The second kind of case is the case of discrete neural processing. There is reason to think that the neural mechanisms underpinning conscious perception are discrete (see, for example, VanRullen and Koch, 2003). This looks to be in tension with the second feature we noted earlier – that our awareness of things appears to be continuous. As in the case of colour phi, it might be tempting to think that this tells us that our impression of how things seem ‘from the inside’ is mistaken.

However, when we consider how things really strike us phenomenologically, it becomes clear that there is an alternative way to reconcile these apparently contradictory results. We can begin by noting that when we introspect, it isn’t possible for us to focus our attention upon conscious experience without focussing upon a temporally extended portion of experience – there is always a minimal interval upon which we are able to focus.
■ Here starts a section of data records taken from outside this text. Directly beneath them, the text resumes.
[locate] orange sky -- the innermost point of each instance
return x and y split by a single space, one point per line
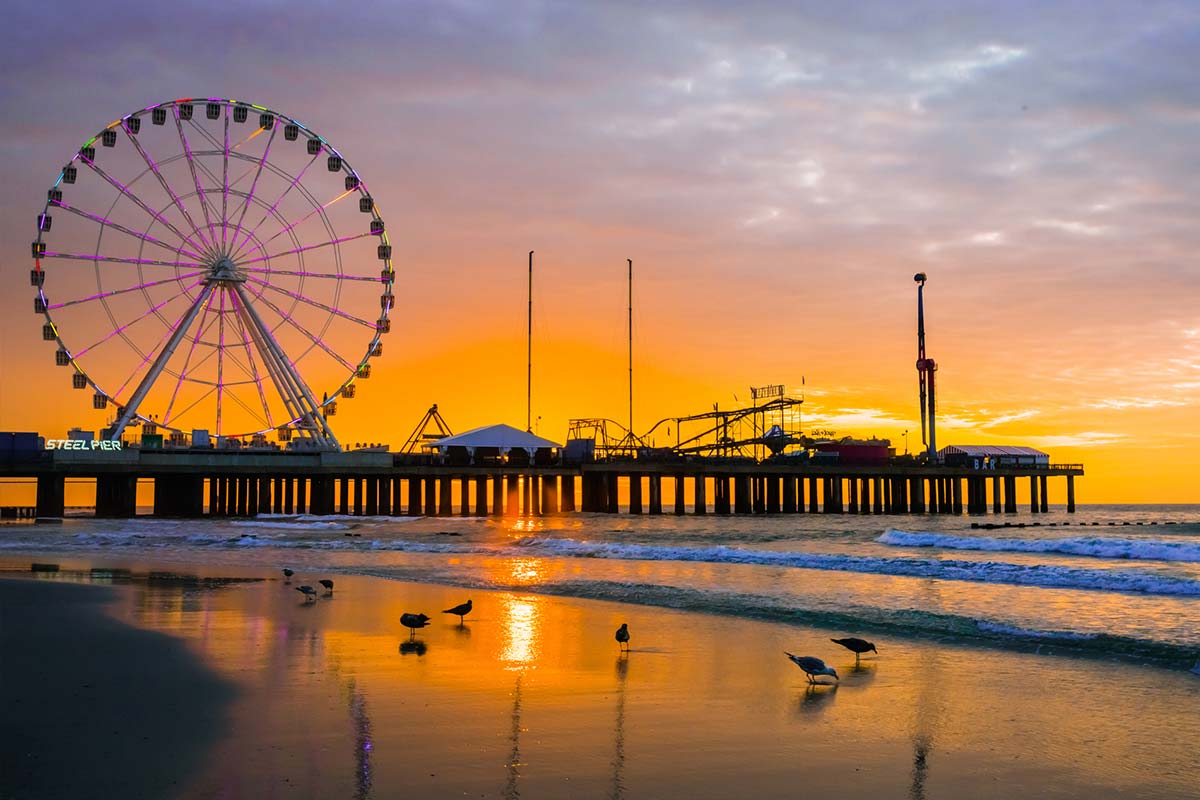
777 179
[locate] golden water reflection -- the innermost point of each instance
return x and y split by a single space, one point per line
521 618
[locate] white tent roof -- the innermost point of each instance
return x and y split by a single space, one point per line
504 437
976 451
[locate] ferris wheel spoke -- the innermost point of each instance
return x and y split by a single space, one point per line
225 185
137 319
168 332
187 361
117 259
220 358
250 358
253 186
55 306
196 178
166 186
305 331
195 403
319 209
309 301
306 248
294 182
117 226
339 276
124 190
160 362
292 386
270 364
250 410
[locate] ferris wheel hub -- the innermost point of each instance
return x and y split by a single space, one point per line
223 270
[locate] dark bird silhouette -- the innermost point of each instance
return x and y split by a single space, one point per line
461 611
414 621
858 647
623 636
813 667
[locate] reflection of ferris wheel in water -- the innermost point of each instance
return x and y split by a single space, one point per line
193 256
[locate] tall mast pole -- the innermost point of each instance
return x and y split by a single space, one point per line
529 355
925 370
630 347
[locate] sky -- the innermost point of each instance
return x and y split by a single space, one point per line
777 172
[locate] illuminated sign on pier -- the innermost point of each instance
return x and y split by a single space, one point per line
82 444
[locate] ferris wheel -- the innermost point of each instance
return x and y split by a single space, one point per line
207 264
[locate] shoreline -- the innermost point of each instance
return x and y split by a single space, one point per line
532 698
94 705
955 631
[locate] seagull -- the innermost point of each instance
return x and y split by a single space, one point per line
858 647
461 611
414 621
623 636
813 667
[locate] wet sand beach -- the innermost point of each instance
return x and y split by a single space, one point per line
531 698
93 707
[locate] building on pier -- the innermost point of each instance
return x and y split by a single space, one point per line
991 456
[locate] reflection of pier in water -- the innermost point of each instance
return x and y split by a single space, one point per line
928 711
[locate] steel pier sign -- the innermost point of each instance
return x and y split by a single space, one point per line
82 444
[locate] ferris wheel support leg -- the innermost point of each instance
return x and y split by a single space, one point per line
321 429
131 408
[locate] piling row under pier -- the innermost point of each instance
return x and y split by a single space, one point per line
597 488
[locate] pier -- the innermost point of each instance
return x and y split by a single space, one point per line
189 483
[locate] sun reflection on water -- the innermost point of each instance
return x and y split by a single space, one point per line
522 630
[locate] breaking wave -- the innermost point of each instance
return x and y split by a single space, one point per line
1095 546
1036 575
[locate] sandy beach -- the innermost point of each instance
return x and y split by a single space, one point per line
159 689
94 707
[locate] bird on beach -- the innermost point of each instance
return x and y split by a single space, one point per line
414 621
461 609
856 645
813 667
623 636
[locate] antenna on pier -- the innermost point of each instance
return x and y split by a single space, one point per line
925 370
529 355
630 346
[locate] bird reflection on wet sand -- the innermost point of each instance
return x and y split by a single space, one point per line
618 757
511 787
816 698
413 647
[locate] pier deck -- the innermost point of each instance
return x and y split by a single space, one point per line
195 483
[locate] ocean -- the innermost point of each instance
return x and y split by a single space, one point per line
1115 582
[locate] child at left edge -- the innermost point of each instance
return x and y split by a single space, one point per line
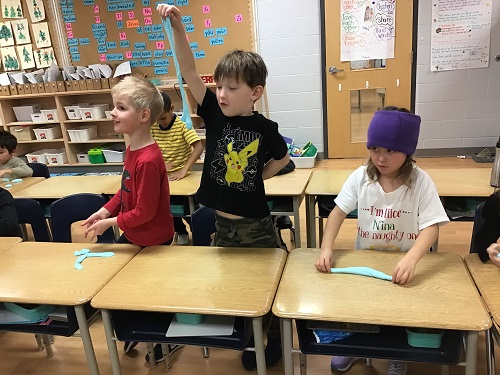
10 165
141 208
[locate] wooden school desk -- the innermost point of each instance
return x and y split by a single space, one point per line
7 242
285 187
450 182
441 295
62 186
18 186
44 273
486 277
203 280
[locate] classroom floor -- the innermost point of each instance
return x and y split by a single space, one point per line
19 355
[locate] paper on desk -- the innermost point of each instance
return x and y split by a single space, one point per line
5 79
212 325
19 78
123 69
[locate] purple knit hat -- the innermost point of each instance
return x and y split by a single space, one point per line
394 130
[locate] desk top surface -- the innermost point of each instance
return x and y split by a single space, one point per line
43 272
440 295
18 186
486 277
290 184
204 280
7 242
450 182
462 182
61 186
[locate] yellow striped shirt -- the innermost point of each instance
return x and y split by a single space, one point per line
175 143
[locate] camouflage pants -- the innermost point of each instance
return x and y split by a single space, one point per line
246 232
250 232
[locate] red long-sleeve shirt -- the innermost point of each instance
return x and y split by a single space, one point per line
142 205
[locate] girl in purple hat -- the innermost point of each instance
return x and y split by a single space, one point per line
398 205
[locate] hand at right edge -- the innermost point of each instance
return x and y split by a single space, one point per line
171 12
325 261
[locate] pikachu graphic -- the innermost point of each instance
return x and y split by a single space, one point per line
236 162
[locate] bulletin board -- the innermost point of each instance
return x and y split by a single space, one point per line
114 31
28 38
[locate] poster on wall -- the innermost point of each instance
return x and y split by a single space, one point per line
367 29
460 34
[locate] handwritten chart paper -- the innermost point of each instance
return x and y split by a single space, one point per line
460 35
368 29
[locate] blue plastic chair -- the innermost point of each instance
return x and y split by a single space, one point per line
203 226
76 207
39 170
29 211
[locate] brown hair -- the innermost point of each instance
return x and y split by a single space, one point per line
245 66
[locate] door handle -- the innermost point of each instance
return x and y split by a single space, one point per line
333 70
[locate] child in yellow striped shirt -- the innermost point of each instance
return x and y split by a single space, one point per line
181 147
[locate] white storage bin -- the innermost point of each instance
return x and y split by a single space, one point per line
23 112
23 132
73 112
47 133
304 161
94 112
37 117
37 157
56 156
82 157
49 114
83 133
114 154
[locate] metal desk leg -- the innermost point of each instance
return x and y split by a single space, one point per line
48 346
87 341
490 352
310 220
471 355
113 352
191 204
286 325
296 221
259 345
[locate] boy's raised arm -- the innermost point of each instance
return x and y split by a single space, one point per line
183 51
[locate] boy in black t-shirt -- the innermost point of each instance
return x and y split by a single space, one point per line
237 139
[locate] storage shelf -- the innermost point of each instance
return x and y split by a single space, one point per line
42 141
86 121
27 123
99 140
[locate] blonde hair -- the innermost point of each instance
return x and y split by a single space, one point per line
142 94
406 173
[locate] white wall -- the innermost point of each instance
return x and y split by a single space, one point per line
458 108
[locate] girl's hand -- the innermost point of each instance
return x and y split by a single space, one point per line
98 227
172 12
325 261
404 270
99 215
493 251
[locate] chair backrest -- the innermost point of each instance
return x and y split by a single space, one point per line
29 211
76 207
478 223
39 170
203 226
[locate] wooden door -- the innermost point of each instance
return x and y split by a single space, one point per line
359 88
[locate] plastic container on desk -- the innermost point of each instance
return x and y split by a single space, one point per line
96 156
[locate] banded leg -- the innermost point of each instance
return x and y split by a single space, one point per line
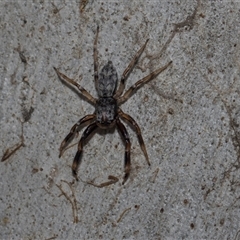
84 92
127 160
128 70
77 159
139 83
130 120
95 56
74 130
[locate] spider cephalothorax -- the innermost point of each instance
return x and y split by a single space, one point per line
107 111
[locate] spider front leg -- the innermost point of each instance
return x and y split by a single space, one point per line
75 129
141 82
127 160
130 120
84 92
77 159
128 70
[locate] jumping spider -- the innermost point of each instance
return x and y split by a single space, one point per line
107 111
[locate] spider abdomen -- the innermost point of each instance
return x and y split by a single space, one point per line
107 81
106 111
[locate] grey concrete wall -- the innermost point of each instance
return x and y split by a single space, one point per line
189 116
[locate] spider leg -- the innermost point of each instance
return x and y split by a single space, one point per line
80 88
77 159
128 71
130 120
127 160
76 128
95 56
139 83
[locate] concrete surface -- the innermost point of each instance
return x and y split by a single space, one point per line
189 116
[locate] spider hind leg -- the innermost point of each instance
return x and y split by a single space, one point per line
127 160
77 159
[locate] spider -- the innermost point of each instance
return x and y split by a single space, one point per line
107 112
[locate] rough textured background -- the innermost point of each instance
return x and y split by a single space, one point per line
189 116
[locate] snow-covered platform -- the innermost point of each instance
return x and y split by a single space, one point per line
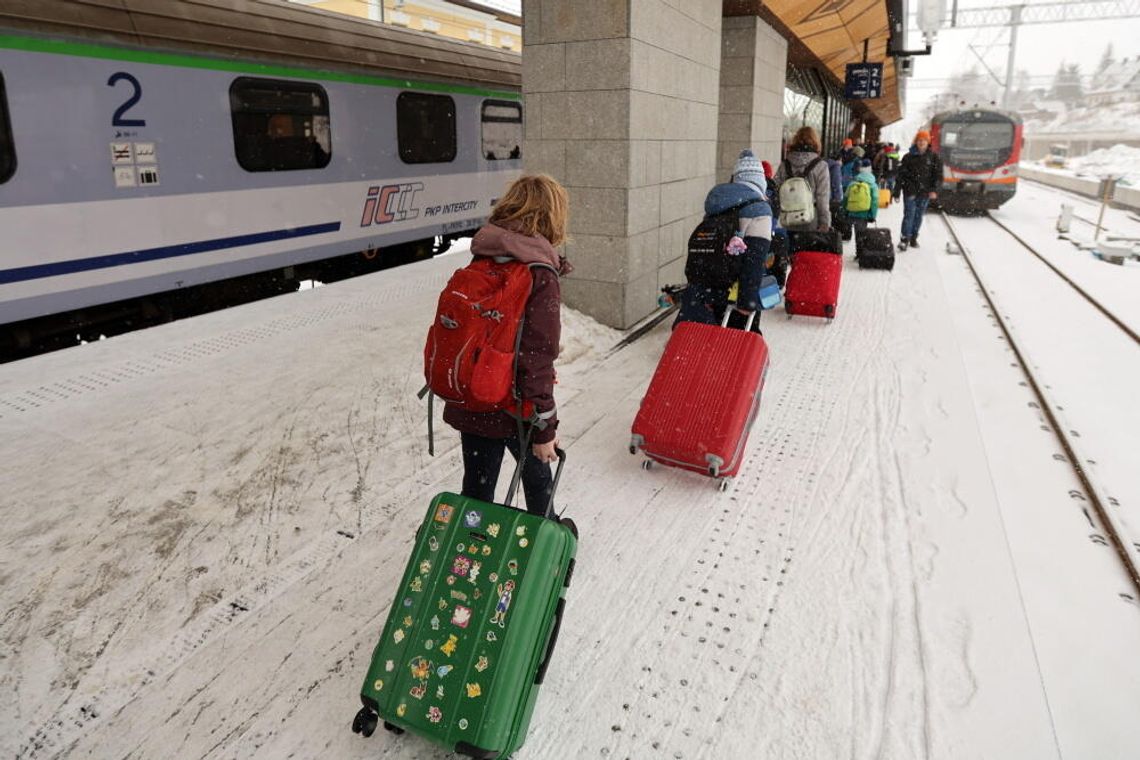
203 524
The claims that experience seems to unfold in step with its objects and seems continuous apply to these temporally extended portions of experience that we are able to focus upon when we introspect. If this is right, then we have a different way of thinking about the colour phi case. 

On this approach, over an interval, we have an experience of apparent motion that unfolds over the time it takes the two dots to flash. The phenomenology is, however, neutral about what occurs over the sub-intervals of this experience.

The claim that this experience unfolds over an extended interval of time isn’t inconsistent with what goes on in the colour phi case. The apparent inconsistency only arises if we think that the claim that experience seems to unfold in step with its object applies to all of the sub-intervals of this experience, no matter how short (for development and discussion of this point, see Hoerl (2013), Phillips (2014), and Rashbrook (2013a)).

Likewise, in the case of discrete neural processing, in order for the case to generate a clash with how experience appears ‘from the inside’, our characterisation of how consciousness seems must apply not only to some temporally extended potions of consciousness, but to all of them, no matter how brief. Again, we might question whether this is really how things seem.

While experience doesn’t seem to be fragmented into discrete episodes, this certainly doesn’t mean that it seems to fill every interval for which we are conscious, no matter how brief (for discussion, see Rashbrook, 2013b). As in the case of the colour phi, perhaps our characterisation of how things seem applies only to temporally extended portions of experience – so the deliverances of introspection are simply neutral about whether conscious experience fills every instant of the interval it occupies.

There is more than one way, then, to reconcile the psychological and the phenomenological strategies of enquiring about conscious experience. Rather than taking non-phenomenological investigation to reveal the phenomenology to be misleading, perhaps we should take it as an invitation to think more carefully about how things seem ‘from the inside’.

References

Hoerl, Christoph. 2013. ‘A Succession of Feelings, in and of Itself, is Not a Feeling of Succession’. Mind 122:373–417.

Phillips, Ian. 2014. The Temporal Structure of Experience. In Subjective Time: The Philosophy, Psychology, and Neurscience of Temporality, ed. Dan Lloyd and Valtteri Arstila, 139–159. MIT.

Rashbrook, Oliver. 2013a. An Appearance of Succession Requires a Succession of Appearances. Philosophy and Phenomenological Research 87:584–610.

Rashbrook, Oliver. 2013b. The continuity of consciousness. European Journal of Philosophy 21:611–640.

VanRullen, Rufin. and Koch, Christoph. 2003. Is perception discrete or continuous? Trends in Cognitive Sciences 7:207–13.